Speaking at an event in Westminster this morning to lay out the government's vision for its forthcoming civil society strategy, Hancock said he wanted "civil society to recover its confidence to speak into our public life".
He said that the greatest social and political changes in history had come about because independent people formed associations to press for change.
"It’s true that, like most ministers, I don’t want charities spending their time – or even taxpayers’ money – pursuing a narrow ideological or political crusade against the government," he said. "That would be wrong. It’s natural for me to say that. But I don’t think you should stick to your knitting either – if indeed any of you know how to knit."
The phrase has been commonly used in the sector since 2014 when Brooks Newmark, charities minister at the time, said charities should be "sticking to their knitting" and stay out of the realm of politics.
Civil society organisations had the right to campaign and to press for change, said Hancock, but if civil society was entitled to its views, "so too is government".

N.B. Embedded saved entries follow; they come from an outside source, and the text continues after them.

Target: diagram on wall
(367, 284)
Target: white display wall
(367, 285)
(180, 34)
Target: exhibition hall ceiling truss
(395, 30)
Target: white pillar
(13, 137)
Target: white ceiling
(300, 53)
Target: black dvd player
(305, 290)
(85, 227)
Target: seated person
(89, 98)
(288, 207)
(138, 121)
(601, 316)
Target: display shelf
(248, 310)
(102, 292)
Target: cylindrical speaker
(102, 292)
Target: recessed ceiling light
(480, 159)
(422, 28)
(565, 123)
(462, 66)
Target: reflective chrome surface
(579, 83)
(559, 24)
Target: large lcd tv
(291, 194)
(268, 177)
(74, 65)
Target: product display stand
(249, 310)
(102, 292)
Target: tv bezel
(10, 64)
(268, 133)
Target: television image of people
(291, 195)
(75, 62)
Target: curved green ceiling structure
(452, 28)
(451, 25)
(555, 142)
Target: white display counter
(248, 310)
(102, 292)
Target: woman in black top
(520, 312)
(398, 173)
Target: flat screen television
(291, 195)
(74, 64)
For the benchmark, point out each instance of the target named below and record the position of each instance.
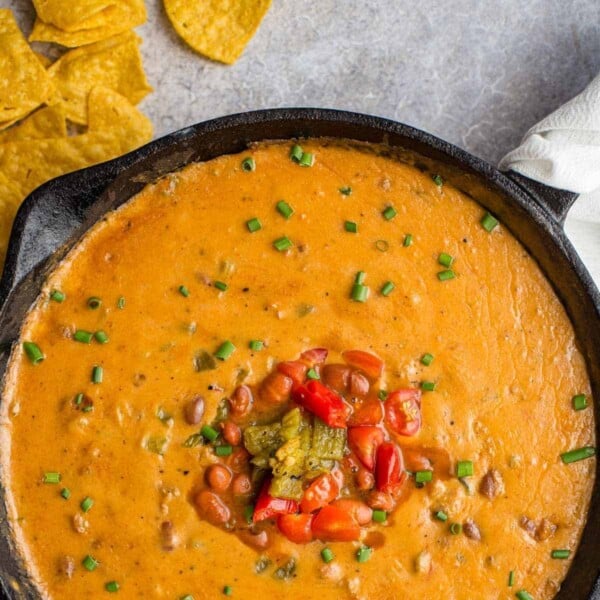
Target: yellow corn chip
(219, 29)
(47, 122)
(24, 83)
(118, 16)
(115, 63)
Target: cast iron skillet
(55, 215)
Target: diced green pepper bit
(489, 222)
(248, 164)
(225, 350)
(284, 209)
(33, 352)
(578, 454)
(327, 555)
(363, 554)
(253, 225)
(579, 401)
(90, 563)
(57, 296)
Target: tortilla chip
(115, 63)
(219, 29)
(118, 17)
(47, 122)
(24, 83)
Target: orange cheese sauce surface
(506, 367)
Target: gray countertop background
(477, 73)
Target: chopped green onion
(307, 159)
(389, 213)
(579, 401)
(446, 275)
(86, 504)
(97, 374)
(224, 450)
(90, 563)
(427, 359)
(464, 468)
(248, 513)
(423, 476)
(51, 477)
(282, 244)
(256, 345)
(455, 528)
(382, 245)
(379, 516)
(57, 296)
(445, 259)
(209, 433)
(253, 225)
(33, 352)
(489, 222)
(387, 288)
(248, 164)
(85, 337)
(284, 209)
(578, 454)
(225, 350)
(327, 555)
(94, 302)
(312, 374)
(296, 153)
(101, 337)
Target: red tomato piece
(314, 356)
(366, 362)
(320, 492)
(403, 411)
(369, 412)
(322, 402)
(334, 524)
(364, 441)
(296, 528)
(268, 507)
(294, 369)
(389, 468)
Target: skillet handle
(556, 202)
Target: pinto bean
(212, 508)
(275, 388)
(218, 477)
(194, 410)
(232, 434)
(241, 401)
(336, 376)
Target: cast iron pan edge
(55, 215)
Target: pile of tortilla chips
(93, 87)
(219, 29)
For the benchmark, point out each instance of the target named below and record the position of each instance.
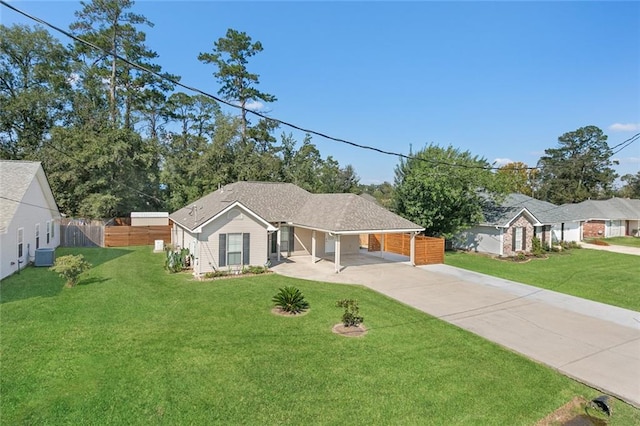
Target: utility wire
(232, 105)
(622, 145)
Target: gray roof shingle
(286, 202)
(504, 213)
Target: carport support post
(413, 249)
(279, 240)
(337, 253)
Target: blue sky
(500, 79)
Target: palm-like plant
(290, 299)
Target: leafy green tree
(632, 187)
(110, 25)
(230, 55)
(101, 173)
(444, 189)
(518, 177)
(578, 169)
(34, 74)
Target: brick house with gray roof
(250, 223)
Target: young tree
(231, 55)
(578, 169)
(34, 84)
(444, 189)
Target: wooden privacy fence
(123, 236)
(429, 250)
(94, 233)
(81, 233)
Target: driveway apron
(594, 343)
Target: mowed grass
(617, 241)
(132, 344)
(602, 276)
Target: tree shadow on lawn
(34, 281)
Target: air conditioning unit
(45, 257)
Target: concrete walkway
(594, 343)
(615, 249)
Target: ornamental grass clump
(70, 267)
(290, 300)
(351, 316)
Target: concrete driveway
(594, 343)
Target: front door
(329, 243)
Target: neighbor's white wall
(481, 239)
(26, 217)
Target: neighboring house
(615, 217)
(250, 223)
(29, 216)
(509, 227)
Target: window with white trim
(20, 242)
(234, 249)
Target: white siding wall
(571, 232)
(482, 239)
(349, 244)
(302, 243)
(614, 228)
(236, 221)
(26, 217)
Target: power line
(165, 77)
(232, 105)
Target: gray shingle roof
(349, 212)
(504, 213)
(15, 178)
(286, 202)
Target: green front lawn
(617, 241)
(132, 344)
(602, 276)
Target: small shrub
(177, 260)
(290, 299)
(70, 267)
(216, 274)
(254, 270)
(536, 246)
(350, 317)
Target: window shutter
(222, 250)
(291, 238)
(246, 246)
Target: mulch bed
(353, 331)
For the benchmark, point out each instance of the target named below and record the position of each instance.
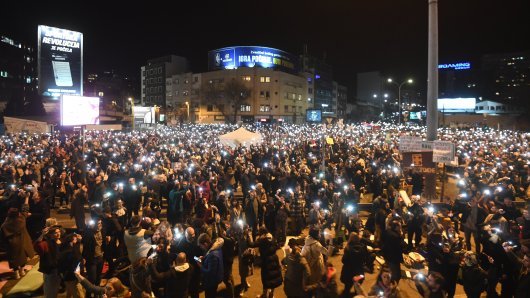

He said the sector needed clarity on what "government wants to do, and how we intend to work with you. And that is what the civil society strategy will set out."
Hanock said he wanted to develop a more sustainable operating model for civil society organisations and the new strategy would help charities and community groups to become "better capitalised and more resilient".
He added that action was required to help people take back control, not just of our national borders or our global trade, "but of their own communities".
But he said it was government’s role "to lead and to enable, not to supplant the natural functions of society".
"Our role in government is to boost growth, enterprise and responsibility," he said.
Hancock added that business had a greater role to play in civil society. "We need business to adapt to a new, more empowered, more values-driven age," he said. "This is how we will save capitalism from itself."
He also addressed the issue of public funding, saying that he did not believe government spent nearly enough "on the small or local organisations – whether for or not-for profit - which are often the best people to deliver a local service".
In some markets, he said, 60 per cent of public procurement went to just five large companies, and he wanted to see a far more "plural supply of public services – with a lot more mutuals and other value-adding innovations".
Hancock said he wanted to see "more effective coordination of different public funding streams, and especially the streams that flow directly into local places". He added that conversations were under way across Whitehall to make this happen.
He said government was looking to see whether it could deliver a new era of grants without sacrificing the efficiency and focus on outcomes that contracts were designed to achieve.
Also speaking at the event, Sue Tibballs, chief executive of the Sheila McKechnie Foundation, raised the issue of reforming the lobbying act if government was committed to civil society organisations campaigning for change.
But Tracey Crouch, the charities minister, said in response that the creation of the act was changing the way government departments developed policy, reducing the need for lobbying.
"We proactively seek people’s views on regulation and legislation before we get to the point of putting it in front of parliament," she said.
Crouch added that she had been working with the Electoral Commission to try to provide practical guidance to charities on how they could lobby.
The government's consultation on its civil society strategy is due to close at 9am on Tuesday.